Zugfrei schlafen im Eisacktal

Heute um Mitternacht ist sie um, die nächtliche Ruhe auf der Brennerbahnlinie. Nachdem die Bahnlinie zwischen Brenner und Innsbruck wieder geöffnet wurde, werden wieder jede Nacht etliche Güterzüge durch das Eisacktal rattern und den Menschen den Schlaf rauben. 
Für SVP - Bezirksobmann und Europaparlamentarier Herbert Dorfmann Grund genug um an die ruhigen Sommermonate zu erinnern: „Die vergangenen Monate haben gezeigt, dass es gegen den Zuglärm nur eine definitive Lösung gibt: die Verlagerung des Zugverkehrs in den Tunnel! Deshalb müssen wir darauf bestehen, dass nicht nur der Brennerbasistunnel, sondern auch die südlichen Zulaufstrecken auf Südtiroler Gebiet zumindest gleichzeitig, wenn nicht vor dem BBT in Betrieb gehen.“
Vorgemacht hat es das Bundesland Tirol. In zwei Monaten wird die nördliche Zulaufstrecke zum BBT von Radfeld bis Innsbruck in Betrieb gehen. Die Menschen im unteren Inntal werden dann endlich vom nicht mehr ertragbaren Lärm der oft vollkommen veralteten Güterzüge befreit sein.

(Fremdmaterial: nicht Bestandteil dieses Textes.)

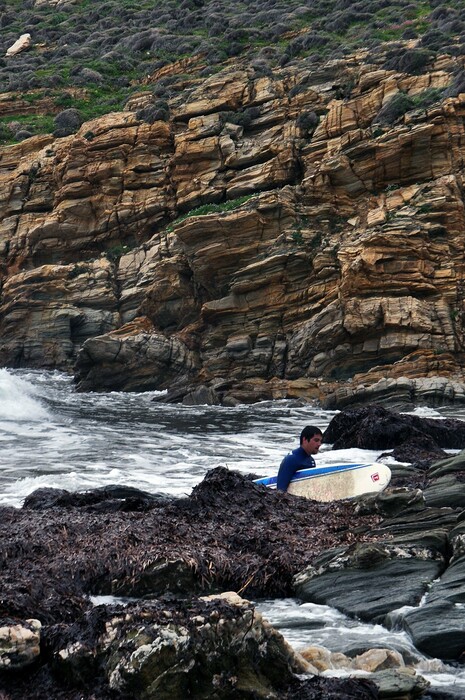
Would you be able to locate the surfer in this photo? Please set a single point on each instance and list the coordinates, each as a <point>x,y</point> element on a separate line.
<point>301,458</point>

Dorfmann betont, dass bereits jetzt alles getan werden müsse, damit nach Fertigstellung der neuen Brennerlinie alle Güterzüge dann wirklich im Tunnel fahren und keine Züge in der Nacht durch Südtirol rattern. "Die Menschen wollen den Zuglärm in der Nacht nicht mehr ertragen, die vergangenen Wochen haben gezeigt, dass die Lebensqualität damit steigen könnte. Bis es mit der neuen Linie soweit ist, muss alles Machbare getan werden, um den Lärm zu lindern. Dazu gehört auch, das Rollmaterial zu erneuern.

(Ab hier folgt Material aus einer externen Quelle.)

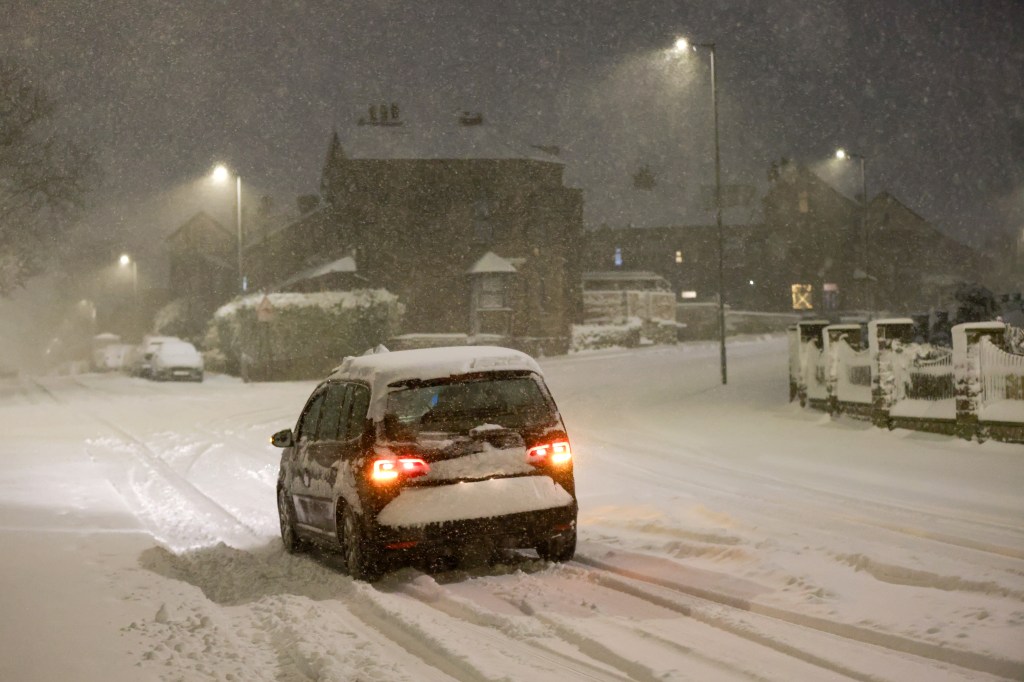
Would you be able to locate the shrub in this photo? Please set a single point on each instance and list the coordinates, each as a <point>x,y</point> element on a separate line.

Erst im Juli konnte Dorfmann einen ersten Erfolg auf diesem Terrain einfahren. Das Europäische Parlament hatte einem von ihm eingebrachten Abänderungsantrag zugestimmt. Dieser sieht vor, dass die Bahngesellschaften für die Nutzung der Schiene höhere Gebühren bezahlen müssen, wenn sie lärmintensive Waggons verwenden. „Schienenentgelte sind zu ändern um den Kosten von Lärmauswirkungen des Zugbetriebes Rechnung zu tragen. Bei einer derartigen Änderung wird ein Ausgleich für Investitionen vorgesehen, die dazu dienen, Güterwagen mit der ökonomisch sinnvollsten und verfügbaren geräuscharmen Bremstechnik nachzurüsten“, heißt es darin wörtlich.